Pagina:Gozzi - Le fiabe. 1, 1884.djvu/493


atto terzo 271

     Di chi cade in miseria la memoria
     Facilmente, Barach.
Bar. No, fu imprudenza;
     Scusatemi, Signor. Gli sventurati
     Anche degl’impossibili temere
     Devono sempre. Le muraglie, i tronchi,
     Le inanimate cose acquistan voce
     Contro gli sfortunati, e tutto han contro.
     Io non mi so dar pace. Avete in sorte
     Vinta una donna sì famosa, e bella,
     Vinto un sì vasto regno al grave rischio
     Di quella vita, e poi tutto ad un tratto,
     Per fralezza di cor, tutto è perduto.

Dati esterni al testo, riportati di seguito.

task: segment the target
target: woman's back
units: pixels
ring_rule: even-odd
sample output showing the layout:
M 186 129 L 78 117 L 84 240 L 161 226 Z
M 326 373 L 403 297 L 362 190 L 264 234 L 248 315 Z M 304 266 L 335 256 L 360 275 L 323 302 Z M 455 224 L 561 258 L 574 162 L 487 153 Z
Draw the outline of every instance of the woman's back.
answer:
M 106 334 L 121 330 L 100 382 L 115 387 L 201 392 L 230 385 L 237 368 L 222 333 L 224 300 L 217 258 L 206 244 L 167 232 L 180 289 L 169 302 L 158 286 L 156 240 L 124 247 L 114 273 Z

Cal. Non misurar Barach coll’interesse
     Il mio tenero amor. Di Turandot,
     Sola mia vita, non vedesti, amico
     L’ira, il furor, nè la disperazione
     Contro a me nel Divan.
Bar. Doveva un figlio,
     Più che al furor di Turandot, già vinta,
     Pensar alla miseria, in cui lasciati
     Ha i genitor meschini un giorno a Berlas.
Cal. Non mi rimproverar. Volli appagarla.

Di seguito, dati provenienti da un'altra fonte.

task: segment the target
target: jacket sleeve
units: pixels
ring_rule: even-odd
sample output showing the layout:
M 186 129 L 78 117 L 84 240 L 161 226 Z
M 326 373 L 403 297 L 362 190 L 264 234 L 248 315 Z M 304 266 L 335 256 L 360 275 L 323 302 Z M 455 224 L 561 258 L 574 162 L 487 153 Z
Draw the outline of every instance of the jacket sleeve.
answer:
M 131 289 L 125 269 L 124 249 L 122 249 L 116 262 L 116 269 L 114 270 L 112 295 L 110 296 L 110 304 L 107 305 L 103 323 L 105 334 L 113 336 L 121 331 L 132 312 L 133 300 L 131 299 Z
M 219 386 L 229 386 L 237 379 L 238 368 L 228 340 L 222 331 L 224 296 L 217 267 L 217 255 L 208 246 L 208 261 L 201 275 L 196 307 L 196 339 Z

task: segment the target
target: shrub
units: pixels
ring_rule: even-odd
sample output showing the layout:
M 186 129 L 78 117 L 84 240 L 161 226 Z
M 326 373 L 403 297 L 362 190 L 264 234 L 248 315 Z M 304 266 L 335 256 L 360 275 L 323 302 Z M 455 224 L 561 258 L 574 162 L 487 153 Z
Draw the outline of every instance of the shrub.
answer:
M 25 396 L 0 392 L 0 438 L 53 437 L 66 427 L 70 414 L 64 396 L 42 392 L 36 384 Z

     Tento ammollir quel cor. L’azion, ch’io feci,
     Forse non le dispiacque. Una scintilla
     Forse di gratitudine ora sente.
Bar. Chi! Turandotte! Ah, mal vi lusingate.
Cal. Perderla già non posso. Dì, Barach,
     Tu non mi palesasti, è ver? Avresti
     Alla tua sposa detto, chi io mi sia?